Bitte die Einführung (hier) beachten!


Im vorangegangenen Teil dieser Serie habe ich das Thema "Lebensänderung" behandelt (hier) - und zwar dahingehend, dass in dieser Debatte, in der alle Nase lang auch vom Bußsakrament die Rede ist, eine wirkliche (und für den gültigen Empfang selbigen Sakramentes notwenige) Dimension meist vergessen wird: Das Bemühen um die Abkehr von der Sünde. "Man" möchte Leute zur Beichte schicken, ohne Reue über die begangene Sünde des Ehebruches und den Willen zur Unterlassung derselben zu verlangen.
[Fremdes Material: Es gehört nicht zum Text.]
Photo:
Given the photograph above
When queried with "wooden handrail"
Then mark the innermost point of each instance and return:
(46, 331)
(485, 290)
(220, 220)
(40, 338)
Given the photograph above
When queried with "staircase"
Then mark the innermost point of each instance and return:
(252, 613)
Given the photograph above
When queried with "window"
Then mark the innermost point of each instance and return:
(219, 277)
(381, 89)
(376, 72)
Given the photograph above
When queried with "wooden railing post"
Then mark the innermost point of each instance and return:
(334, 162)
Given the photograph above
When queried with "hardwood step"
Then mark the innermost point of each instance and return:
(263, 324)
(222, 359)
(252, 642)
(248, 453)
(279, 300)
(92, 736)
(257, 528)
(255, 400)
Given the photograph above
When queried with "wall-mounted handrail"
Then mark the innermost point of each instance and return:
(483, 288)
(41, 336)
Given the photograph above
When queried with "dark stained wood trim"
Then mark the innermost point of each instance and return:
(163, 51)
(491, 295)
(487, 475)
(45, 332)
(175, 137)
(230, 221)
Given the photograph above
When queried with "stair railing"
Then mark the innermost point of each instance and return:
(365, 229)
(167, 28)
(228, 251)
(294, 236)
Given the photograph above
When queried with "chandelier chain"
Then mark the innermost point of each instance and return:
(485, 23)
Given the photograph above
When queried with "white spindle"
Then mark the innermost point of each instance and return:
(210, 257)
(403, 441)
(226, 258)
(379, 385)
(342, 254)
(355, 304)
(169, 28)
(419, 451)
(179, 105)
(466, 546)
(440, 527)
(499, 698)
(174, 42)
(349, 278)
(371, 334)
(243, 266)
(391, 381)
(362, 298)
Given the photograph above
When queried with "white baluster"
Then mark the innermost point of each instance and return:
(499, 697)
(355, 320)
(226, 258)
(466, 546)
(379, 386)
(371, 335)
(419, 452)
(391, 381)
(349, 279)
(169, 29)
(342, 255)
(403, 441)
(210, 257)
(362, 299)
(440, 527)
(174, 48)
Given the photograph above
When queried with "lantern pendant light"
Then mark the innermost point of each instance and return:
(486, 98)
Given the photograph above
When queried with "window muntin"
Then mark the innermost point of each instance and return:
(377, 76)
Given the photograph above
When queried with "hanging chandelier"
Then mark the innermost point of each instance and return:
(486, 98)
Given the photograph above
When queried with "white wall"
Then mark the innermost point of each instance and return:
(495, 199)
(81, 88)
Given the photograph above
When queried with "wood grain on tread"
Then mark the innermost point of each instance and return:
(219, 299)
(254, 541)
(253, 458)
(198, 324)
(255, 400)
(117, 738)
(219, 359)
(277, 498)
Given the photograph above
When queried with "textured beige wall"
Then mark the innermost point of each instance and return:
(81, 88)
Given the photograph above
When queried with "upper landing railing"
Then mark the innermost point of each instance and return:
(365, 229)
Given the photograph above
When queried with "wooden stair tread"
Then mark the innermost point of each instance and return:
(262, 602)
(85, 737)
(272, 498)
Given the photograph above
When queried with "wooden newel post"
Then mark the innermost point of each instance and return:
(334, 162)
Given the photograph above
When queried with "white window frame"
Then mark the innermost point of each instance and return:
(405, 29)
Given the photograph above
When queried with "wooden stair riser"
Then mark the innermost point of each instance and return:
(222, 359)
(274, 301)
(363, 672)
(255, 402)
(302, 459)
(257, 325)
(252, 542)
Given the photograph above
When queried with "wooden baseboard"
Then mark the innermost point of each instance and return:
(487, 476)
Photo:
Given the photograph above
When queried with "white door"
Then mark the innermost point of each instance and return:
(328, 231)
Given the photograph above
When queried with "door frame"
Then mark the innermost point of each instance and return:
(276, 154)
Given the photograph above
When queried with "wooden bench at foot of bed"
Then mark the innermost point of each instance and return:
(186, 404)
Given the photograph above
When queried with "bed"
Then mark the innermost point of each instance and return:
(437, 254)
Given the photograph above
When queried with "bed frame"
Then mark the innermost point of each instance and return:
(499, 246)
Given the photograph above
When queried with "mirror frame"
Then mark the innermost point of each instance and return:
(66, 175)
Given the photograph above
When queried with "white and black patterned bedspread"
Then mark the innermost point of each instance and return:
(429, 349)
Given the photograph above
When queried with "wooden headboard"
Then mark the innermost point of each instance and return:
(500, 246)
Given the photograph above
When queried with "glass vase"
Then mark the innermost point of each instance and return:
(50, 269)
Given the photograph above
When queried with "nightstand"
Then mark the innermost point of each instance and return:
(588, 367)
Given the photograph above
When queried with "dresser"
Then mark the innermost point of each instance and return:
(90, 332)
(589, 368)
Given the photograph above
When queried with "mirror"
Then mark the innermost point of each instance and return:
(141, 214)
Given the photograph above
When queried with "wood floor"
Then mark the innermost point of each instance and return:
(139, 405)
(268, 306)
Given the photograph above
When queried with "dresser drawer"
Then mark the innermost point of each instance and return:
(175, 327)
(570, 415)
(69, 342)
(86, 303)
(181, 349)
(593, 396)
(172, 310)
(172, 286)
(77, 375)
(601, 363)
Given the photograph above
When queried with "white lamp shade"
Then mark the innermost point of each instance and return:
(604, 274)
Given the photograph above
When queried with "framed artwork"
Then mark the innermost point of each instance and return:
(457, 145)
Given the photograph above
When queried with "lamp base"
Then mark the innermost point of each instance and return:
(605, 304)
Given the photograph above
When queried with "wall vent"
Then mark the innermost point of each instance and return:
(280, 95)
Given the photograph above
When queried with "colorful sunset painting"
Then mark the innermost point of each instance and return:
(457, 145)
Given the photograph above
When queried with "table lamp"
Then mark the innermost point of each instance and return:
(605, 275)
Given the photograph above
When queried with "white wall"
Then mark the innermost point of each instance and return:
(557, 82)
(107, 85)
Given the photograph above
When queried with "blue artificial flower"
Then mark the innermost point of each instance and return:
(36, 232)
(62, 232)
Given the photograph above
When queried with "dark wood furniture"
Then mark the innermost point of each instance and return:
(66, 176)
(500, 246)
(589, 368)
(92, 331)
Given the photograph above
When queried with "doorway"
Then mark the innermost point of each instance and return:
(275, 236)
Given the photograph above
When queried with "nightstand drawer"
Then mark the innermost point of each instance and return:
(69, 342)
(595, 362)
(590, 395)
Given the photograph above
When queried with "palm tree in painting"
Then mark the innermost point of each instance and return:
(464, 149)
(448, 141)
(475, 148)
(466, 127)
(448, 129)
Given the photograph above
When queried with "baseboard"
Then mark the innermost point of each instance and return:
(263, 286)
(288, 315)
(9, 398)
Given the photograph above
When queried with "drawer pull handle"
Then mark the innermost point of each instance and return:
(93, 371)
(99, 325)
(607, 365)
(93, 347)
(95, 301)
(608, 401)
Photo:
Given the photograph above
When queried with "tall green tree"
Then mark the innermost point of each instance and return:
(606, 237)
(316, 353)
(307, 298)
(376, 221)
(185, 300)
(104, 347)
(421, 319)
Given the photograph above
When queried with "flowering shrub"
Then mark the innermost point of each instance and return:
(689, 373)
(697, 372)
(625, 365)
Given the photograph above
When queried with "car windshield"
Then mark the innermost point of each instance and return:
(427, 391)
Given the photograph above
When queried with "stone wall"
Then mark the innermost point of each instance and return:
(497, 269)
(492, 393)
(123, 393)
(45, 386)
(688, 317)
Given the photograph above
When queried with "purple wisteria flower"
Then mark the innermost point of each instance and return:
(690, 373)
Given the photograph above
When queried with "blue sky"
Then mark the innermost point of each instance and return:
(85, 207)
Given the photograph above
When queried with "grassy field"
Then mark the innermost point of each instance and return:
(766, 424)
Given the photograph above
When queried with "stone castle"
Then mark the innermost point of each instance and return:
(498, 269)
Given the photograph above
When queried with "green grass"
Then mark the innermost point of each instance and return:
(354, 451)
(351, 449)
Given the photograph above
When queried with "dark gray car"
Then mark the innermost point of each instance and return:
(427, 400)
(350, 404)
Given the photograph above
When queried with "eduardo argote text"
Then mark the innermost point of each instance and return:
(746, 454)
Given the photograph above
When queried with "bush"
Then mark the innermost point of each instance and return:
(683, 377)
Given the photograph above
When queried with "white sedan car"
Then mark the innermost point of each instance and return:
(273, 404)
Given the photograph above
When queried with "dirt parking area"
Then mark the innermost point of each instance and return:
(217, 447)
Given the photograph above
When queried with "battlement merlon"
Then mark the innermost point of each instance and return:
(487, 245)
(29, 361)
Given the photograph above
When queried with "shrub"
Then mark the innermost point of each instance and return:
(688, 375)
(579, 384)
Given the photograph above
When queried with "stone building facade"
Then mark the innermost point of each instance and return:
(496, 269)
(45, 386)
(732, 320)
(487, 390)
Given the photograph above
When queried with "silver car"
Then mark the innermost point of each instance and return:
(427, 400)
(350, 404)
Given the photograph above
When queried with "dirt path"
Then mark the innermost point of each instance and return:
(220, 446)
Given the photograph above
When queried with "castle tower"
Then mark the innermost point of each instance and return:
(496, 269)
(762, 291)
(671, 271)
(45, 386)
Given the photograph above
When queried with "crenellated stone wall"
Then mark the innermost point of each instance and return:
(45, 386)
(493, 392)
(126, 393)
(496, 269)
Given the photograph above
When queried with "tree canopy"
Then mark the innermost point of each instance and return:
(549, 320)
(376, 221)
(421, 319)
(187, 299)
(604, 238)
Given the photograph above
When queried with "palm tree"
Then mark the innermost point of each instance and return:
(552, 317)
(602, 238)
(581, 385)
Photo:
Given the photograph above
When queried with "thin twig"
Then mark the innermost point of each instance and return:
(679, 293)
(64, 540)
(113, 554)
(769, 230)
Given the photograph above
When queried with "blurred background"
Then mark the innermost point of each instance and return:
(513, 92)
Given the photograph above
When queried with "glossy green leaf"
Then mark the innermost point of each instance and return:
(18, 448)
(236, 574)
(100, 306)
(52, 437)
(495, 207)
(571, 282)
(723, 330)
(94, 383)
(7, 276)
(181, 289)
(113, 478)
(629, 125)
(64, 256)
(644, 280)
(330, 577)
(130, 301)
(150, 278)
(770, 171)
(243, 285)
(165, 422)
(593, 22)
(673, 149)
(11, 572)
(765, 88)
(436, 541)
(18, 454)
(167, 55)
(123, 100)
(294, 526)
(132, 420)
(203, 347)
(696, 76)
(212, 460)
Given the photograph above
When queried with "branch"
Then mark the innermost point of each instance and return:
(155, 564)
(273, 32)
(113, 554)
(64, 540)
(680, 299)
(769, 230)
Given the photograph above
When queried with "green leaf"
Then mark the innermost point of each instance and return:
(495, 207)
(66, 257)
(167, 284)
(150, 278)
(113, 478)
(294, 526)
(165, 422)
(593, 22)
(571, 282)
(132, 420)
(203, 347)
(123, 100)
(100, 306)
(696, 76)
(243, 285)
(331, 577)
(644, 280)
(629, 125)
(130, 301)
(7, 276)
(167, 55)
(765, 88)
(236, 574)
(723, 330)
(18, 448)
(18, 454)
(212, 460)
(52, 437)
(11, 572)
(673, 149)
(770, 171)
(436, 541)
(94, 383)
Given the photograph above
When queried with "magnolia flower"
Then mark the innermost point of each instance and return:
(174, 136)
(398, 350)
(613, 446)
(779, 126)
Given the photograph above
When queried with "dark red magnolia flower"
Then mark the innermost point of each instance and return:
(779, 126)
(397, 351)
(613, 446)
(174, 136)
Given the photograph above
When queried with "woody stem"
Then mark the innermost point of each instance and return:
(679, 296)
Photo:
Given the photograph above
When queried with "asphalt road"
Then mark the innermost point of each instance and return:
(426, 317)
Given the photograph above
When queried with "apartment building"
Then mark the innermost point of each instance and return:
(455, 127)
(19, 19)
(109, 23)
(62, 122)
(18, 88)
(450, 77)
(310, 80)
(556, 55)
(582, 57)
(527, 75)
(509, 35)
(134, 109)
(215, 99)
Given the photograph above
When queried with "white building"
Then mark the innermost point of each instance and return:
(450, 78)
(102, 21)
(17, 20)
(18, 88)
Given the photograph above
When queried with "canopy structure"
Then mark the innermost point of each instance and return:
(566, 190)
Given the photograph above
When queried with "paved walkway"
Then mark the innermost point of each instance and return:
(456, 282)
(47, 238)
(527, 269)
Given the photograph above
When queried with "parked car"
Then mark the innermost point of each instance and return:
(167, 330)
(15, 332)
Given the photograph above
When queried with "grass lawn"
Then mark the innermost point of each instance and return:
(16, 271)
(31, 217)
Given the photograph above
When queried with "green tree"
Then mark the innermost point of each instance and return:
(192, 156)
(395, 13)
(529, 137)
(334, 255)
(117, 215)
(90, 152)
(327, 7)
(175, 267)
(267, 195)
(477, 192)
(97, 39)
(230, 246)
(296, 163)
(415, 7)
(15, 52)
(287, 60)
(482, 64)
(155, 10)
Die Spitze in jenem Beitrag:
»Die unbequeme Wahrheit ist, dass es nicht immer möglich ist, einen bequemen Ausweg aus einer Situation zu finden. Manchmal manövrieren wir Menschen uns in eine Situation, aus der nur ein wahrhaftiger "Kreuzweg" herausführt.«
Und ich endete den Text mit einem Ausblick:
»Die christliche Hoffnung richtet sich letztlich auf das Jenseits. Auch diese Perspektive fehlt in den Debatten föllig.  Es ist uns nicht vergönnt, hier auf Erden alle Bequemlichkeit und Sorglosigkeit zu haben [...]. Letztlich gilt Jesu Verheißung aber auch genau jenen, die in einer solch schwerwiegenden und schwierigen Lage sind, aus der es keinen einfachen Ausweg gibt.«

Nundenn.
Auf ungezählte Weisen belehrt uns die Bibel, dass unser Ziel als Christen und als Geschöpfe nicht hier auf Erden, im irdischen Bereich zu finden ist. Nichts kann uns hier endgültig erfüllen, nichts uns völlig befriedigen, nichts uns hier in der Welt ewiges Leben und ewige Liebe schenken. Wir sind immer Pilger auf Erden. Unser Ziel ist Gott, das ewige Leben in ihm.
»Denn wir haben hier keine Stadt, die bestehen bleibt, sondern wir suchen die künftige.« (Hebr 13,14)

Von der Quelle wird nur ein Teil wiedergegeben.